Building for the Long Term
Commercial contractors who serve Tier 1, Tier 2 and Tier 3 auto parts manufacturers are also paying close attention to the longevity of the facilities they build or renovate for their clients. Advanced finishes for corrosion prevention and reduction of damage to concrete surfaces are prevalent today. Top-quality air filtration systems improve the environmental quality for the manufacturing workers inside. Many project owners are interested in green building techniques and LEED certification, due to both environmental concerns and state incentives.
“With the manufacturing industry being highly cost-driven—even more now due to COVID-19—green materials and processes may be taken off the table if the owner is under tight budget restrictions,” according to Brindley, who notes that the prices of some environmentally-friendly materials are becoming more cost competitive.
Pre-engineered buildings are still a popular trend for saving materials costs. Today’s owners are prioritizing cost-efficiency by building less sophisticated ancillary facilities for existing plants, rather than building entirely new plants. Manufacturing space costs three-to-five times as much as basic distribution space and is not essential for functions like pre-sorting automotive parts, providing shipping and distribution space, and creating storage for warranty and replacement parts.
“Ancillary buildings allow our clients to free up manufacturing space, but still have suitable facilities very close to the main plant, which is critical,” Brindley says.
Specialty Work, Early Coordination Increasingly Critical
In manufacturing, many interior components must be custom-designed and engineered to meet a highly specific need.
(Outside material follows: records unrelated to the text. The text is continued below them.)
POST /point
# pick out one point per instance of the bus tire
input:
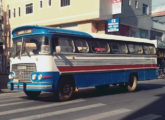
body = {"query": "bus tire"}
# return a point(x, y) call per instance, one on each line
point(66, 89)
point(132, 84)
point(32, 94)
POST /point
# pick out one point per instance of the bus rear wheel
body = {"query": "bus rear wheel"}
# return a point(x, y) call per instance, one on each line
point(66, 90)
point(132, 84)
point(32, 94)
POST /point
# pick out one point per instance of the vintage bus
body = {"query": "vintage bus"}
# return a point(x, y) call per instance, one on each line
point(61, 61)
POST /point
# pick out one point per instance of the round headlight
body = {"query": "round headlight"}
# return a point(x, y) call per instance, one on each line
point(11, 76)
point(39, 77)
point(34, 76)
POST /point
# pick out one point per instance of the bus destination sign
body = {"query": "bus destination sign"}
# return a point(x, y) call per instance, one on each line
point(25, 31)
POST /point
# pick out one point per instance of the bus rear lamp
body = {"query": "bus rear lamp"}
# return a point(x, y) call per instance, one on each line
point(47, 77)
point(40, 77)
point(34, 76)
point(11, 76)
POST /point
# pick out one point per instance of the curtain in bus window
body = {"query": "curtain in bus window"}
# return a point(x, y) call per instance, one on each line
point(66, 45)
point(99, 46)
point(118, 48)
point(135, 48)
point(81, 46)
point(148, 49)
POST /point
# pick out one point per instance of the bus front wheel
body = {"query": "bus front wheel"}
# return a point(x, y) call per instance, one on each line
point(132, 84)
point(32, 94)
point(66, 90)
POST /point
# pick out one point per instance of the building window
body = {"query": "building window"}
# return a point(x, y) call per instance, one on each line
point(14, 14)
point(9, 13)
point(29, 8)
point(136, 4)
point(145, 9)
point(50, 2)
point(65, 3)
point(129, 2)
point(41, 4)
point(19, 11)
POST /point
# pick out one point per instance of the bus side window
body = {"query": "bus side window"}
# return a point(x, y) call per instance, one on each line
point(81, 46)
point(135, 48)
point(64, 45)
point(99, 46)
point(148, 49)
point(118, 48)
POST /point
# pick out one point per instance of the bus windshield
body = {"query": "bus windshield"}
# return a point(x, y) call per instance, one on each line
point(30, 46)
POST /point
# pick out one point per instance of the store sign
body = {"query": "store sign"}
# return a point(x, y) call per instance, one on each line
point(113, 25)
point(116, 6)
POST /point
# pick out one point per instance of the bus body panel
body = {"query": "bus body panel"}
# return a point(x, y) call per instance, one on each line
point(117, 77)
point(90, 68)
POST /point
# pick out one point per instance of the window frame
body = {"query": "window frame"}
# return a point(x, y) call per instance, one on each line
point(9, 13)
point(29, 8)
point(65, 3)
point(49, 3)
point(19, 11)
point(136, 4)
point(41, 4)
point(145, 9)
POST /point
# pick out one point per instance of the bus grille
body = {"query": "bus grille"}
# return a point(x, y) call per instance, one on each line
point(23, 71)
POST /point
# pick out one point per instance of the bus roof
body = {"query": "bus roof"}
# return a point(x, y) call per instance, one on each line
point(59, 31)
point(41, 29)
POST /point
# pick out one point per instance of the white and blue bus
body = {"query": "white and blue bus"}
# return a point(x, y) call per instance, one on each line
point(60, 61)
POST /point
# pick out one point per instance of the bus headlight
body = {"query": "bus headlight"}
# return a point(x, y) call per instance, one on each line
point(40, 77)
point(34, 76)
point(11, 76)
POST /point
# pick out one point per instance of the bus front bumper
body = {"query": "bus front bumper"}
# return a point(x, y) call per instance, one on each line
point(30, 86)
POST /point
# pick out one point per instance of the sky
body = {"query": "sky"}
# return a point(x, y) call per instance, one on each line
point(158, 5)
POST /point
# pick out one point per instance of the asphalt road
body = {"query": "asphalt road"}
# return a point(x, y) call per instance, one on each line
point(146, 103)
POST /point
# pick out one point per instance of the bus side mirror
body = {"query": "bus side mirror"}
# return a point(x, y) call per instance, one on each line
point(58, 49)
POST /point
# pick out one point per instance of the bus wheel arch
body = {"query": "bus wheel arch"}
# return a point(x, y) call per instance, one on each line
point(132, 83)
point(66, 87)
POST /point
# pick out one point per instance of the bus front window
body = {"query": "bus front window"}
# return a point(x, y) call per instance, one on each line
point(30, 46)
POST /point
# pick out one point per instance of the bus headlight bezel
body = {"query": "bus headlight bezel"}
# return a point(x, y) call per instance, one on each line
point(11, 75)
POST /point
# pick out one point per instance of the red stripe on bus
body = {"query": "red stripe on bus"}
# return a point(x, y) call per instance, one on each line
point(97, 68)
That, combined with the common need for fast-tracking, necessitates an extreme amount of coordination. Brindley prefers to work with clients from the beginning of their project, utilizing the benefits of design-build construction, including cost efficiency, time savings, pre-planning, and a collaborative nature. When the Brindley team is involved from pre-construction to close-out, your manufacturing project has a higher chance of being completed on-schedule and on-budget.
“Brindley Construction works with suppliers during pre-planning to identify long-lead items,” Brindley notes. “These materials are not standard or off-the-shelf, especially for projects involving robotics and magnetics. We have to carefully sequence the just-in-time deliveries in between all the concrete and steel work.”
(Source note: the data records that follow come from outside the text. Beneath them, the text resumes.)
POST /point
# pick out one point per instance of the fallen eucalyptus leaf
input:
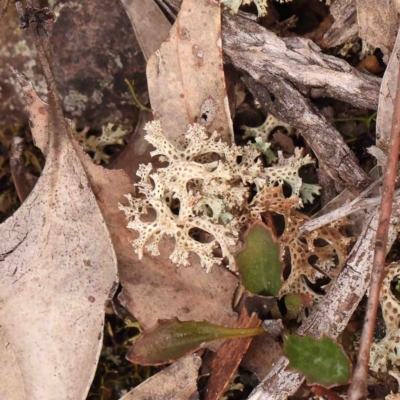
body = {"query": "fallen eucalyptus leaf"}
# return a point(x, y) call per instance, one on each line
point(58, 270)
point(177, 382)
point(322, 362)
point(172, 339)
point(387, 96)
point(259, 262)
point(153, 288)
point(186, 77)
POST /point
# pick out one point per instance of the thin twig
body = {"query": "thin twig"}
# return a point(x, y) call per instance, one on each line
point(358, 204)
point(358, 387)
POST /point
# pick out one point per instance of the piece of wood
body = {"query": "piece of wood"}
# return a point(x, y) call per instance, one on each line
point(265, 56)
point(387, 97)
point(283, 101)
point(358, 387)
point(149, 23)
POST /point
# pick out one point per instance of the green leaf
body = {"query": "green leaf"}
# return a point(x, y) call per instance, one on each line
point(172, 339)
point(259, 263)
point(322, 362)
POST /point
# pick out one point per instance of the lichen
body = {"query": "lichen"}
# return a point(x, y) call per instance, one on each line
point(387, 351)
point(264, 130)
point(204, 188)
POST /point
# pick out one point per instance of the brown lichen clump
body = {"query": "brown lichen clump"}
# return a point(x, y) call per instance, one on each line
point(387, 351)
point(205, 188)
point(329, 255)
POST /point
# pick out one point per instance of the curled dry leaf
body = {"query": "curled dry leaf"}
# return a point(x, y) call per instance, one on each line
point(58, 269)
point(153, 288)
point(90, 67)
point(177, 382)
point(186, 78)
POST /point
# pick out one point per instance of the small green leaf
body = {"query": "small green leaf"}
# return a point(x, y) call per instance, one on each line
point(259, 263)
point(322, 362)
point(172, 339)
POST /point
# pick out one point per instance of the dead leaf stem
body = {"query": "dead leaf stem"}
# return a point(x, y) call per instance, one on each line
point(358, 387)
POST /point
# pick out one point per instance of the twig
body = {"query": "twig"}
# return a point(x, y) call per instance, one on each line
point(358, 387)
point(299, 61)
point(358, 204)
point(286, 103)
point(332, 314)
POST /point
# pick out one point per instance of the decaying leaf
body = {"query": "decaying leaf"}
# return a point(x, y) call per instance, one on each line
point(263, 353)
point(91, 64)
point(153, 288)
point(260, 263)
point(323, 361)
point(186, 78)
point(172, 339)
point(58, 269)
point(177, 382)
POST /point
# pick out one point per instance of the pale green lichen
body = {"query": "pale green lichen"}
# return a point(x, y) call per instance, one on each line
point(387, 352)
point(205, 187)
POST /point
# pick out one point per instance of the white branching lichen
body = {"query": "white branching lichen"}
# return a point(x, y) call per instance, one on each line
point(110, 135)
point(203, 189)
point(387, 351)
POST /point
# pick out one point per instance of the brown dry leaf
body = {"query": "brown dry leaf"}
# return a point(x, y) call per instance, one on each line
point(153, 288)
point(378, 23)
point(387, 96)
point(177, 382)
point(58, 270)
point(186, 77)
point(145, 16)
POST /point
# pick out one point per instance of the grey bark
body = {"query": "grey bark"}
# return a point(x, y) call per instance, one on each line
point(261, 54)
point(345, 27)
point(285, 102)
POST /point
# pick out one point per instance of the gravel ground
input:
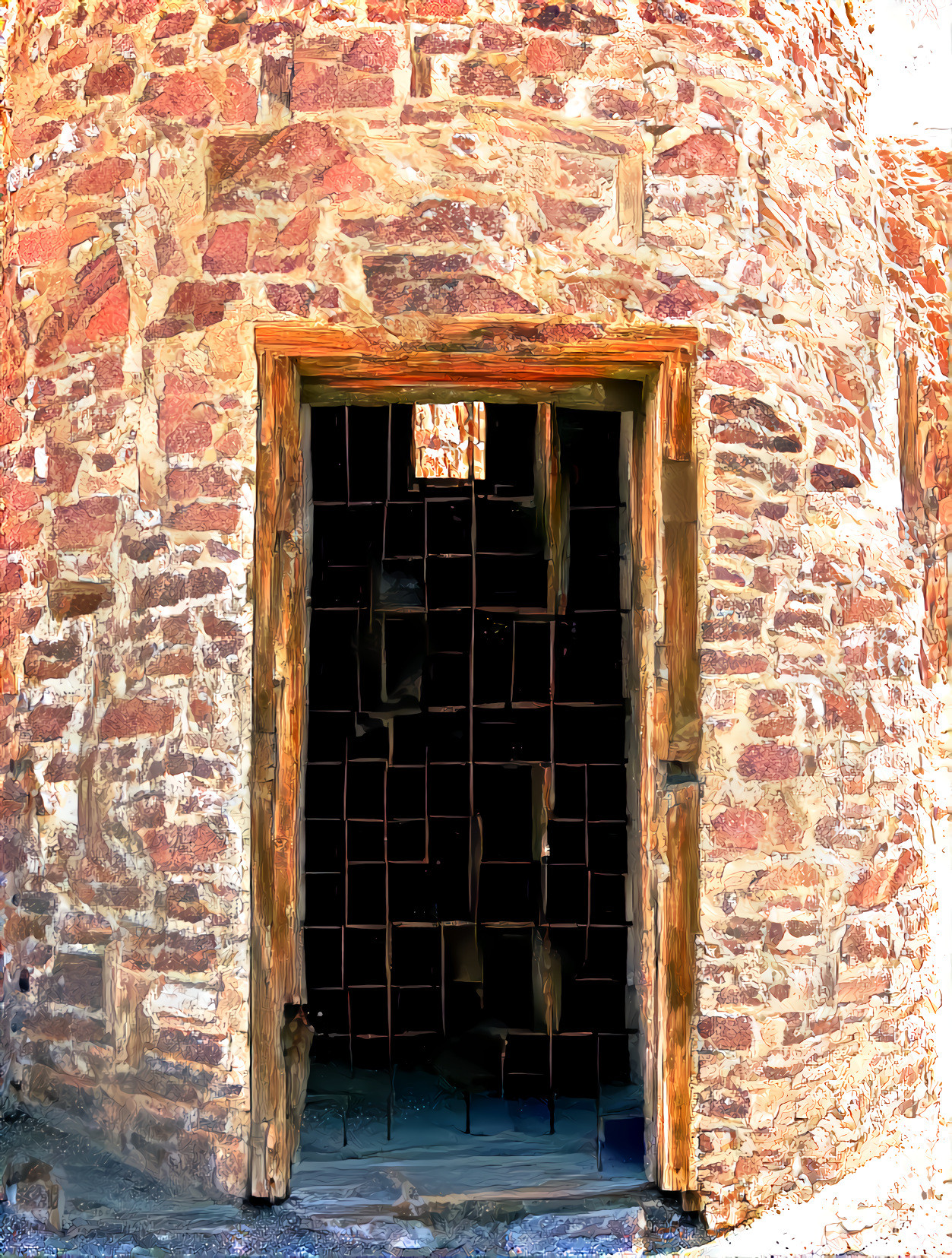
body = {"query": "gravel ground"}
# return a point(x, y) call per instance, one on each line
point(898, 1206)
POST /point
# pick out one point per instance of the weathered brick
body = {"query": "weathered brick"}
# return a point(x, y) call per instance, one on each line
point(134, 718)
point(769, 762)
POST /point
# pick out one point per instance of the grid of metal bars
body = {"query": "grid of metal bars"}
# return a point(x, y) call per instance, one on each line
point(445, 707)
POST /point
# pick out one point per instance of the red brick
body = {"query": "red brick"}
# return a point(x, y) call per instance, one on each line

The auto industry is undergoing a period of tremendous disruption. Influenced by new computer systems, new manufacturing processes, and innovative designs, neither vehicles nor auto manufacturing facilities look like they did even a decade ago.
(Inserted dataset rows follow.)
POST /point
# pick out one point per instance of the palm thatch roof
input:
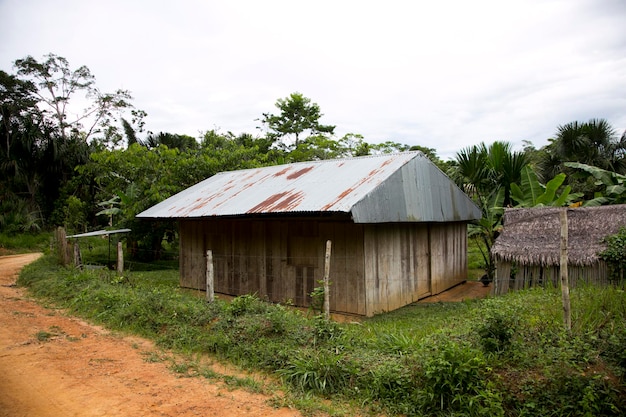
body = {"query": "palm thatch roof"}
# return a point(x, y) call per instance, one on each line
point(532, 236)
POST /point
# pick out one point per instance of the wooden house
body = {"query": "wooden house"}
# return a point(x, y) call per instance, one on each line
point(398, 227)
point(527, 252)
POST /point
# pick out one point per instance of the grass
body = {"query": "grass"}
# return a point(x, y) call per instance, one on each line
point(505, 356)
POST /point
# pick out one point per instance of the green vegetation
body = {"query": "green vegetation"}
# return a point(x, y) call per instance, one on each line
point(507, 356)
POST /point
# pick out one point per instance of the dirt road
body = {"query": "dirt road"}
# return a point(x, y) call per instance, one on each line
point(55, 365)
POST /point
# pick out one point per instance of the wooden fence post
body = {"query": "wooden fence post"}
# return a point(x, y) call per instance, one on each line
point(567, 312)
point(120, 259)
point(209, 277)
point(326, 281)
point(78, 259)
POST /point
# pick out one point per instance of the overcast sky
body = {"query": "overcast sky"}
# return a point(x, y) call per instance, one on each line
point(444, 74)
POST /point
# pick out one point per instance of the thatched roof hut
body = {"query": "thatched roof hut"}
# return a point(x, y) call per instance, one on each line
point(527, 252)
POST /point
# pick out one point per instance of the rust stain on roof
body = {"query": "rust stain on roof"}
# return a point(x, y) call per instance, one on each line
point(284, 201)
point(299, 173)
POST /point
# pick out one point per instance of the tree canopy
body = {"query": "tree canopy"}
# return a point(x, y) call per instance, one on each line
point(297, 116)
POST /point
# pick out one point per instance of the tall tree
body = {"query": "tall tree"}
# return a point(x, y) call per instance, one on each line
point(57, 85)
point(297, 116)
point(482, 170)
point(592, 143)
point(486, 174)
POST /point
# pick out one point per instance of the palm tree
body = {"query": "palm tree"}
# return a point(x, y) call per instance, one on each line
point(486, 174)
point(592, 143)
point(483, 170)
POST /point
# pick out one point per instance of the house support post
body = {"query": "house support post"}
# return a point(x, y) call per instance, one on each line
point(209, 277)
point(567, 312)
point(326, 280)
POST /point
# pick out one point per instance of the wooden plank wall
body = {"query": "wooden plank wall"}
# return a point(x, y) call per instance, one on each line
point(374, 267)
point(406, 262)
point(280, 260)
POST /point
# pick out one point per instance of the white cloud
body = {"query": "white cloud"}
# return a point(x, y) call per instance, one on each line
point(445, 74)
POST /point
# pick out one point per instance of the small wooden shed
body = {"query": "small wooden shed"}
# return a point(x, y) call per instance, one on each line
point(527, 252)
point(398, 227)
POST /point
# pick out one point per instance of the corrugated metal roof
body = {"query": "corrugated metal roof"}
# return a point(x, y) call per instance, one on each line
point(393, 187)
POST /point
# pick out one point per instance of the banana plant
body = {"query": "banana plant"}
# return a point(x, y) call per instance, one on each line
point(614, 184)
point(532, 193)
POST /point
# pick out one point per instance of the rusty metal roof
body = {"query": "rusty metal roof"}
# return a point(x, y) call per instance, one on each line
point(397, 187)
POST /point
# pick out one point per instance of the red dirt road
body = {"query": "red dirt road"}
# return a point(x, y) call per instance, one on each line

The pressure is on all players—original equipment manufacturers (OEMs), auto suppliers, and the contractors who serve them—to continuously evolve and innovate. Supporting all of this is a strong base of digitization to keep pace with the rate of change. The new designs in the sector influence how vehicles operate and how systems work—all requiring a lot of electronics and software. While parts makers are now working more closely with OEMs, even participating in the design phases of components, commercial contractors are working more closely with clients from the earliest stage possible.
“When working with independent Tier 1, Tier 2 and Tier 3 suppliers, we like to become a true partner early on, during pre-planning,” stresses Brindley. “We want owners to know how long it actually takes to do things and we want to help them avoid potential pitfalls. The earlier we join the team, the more we can help our clients save time and money.”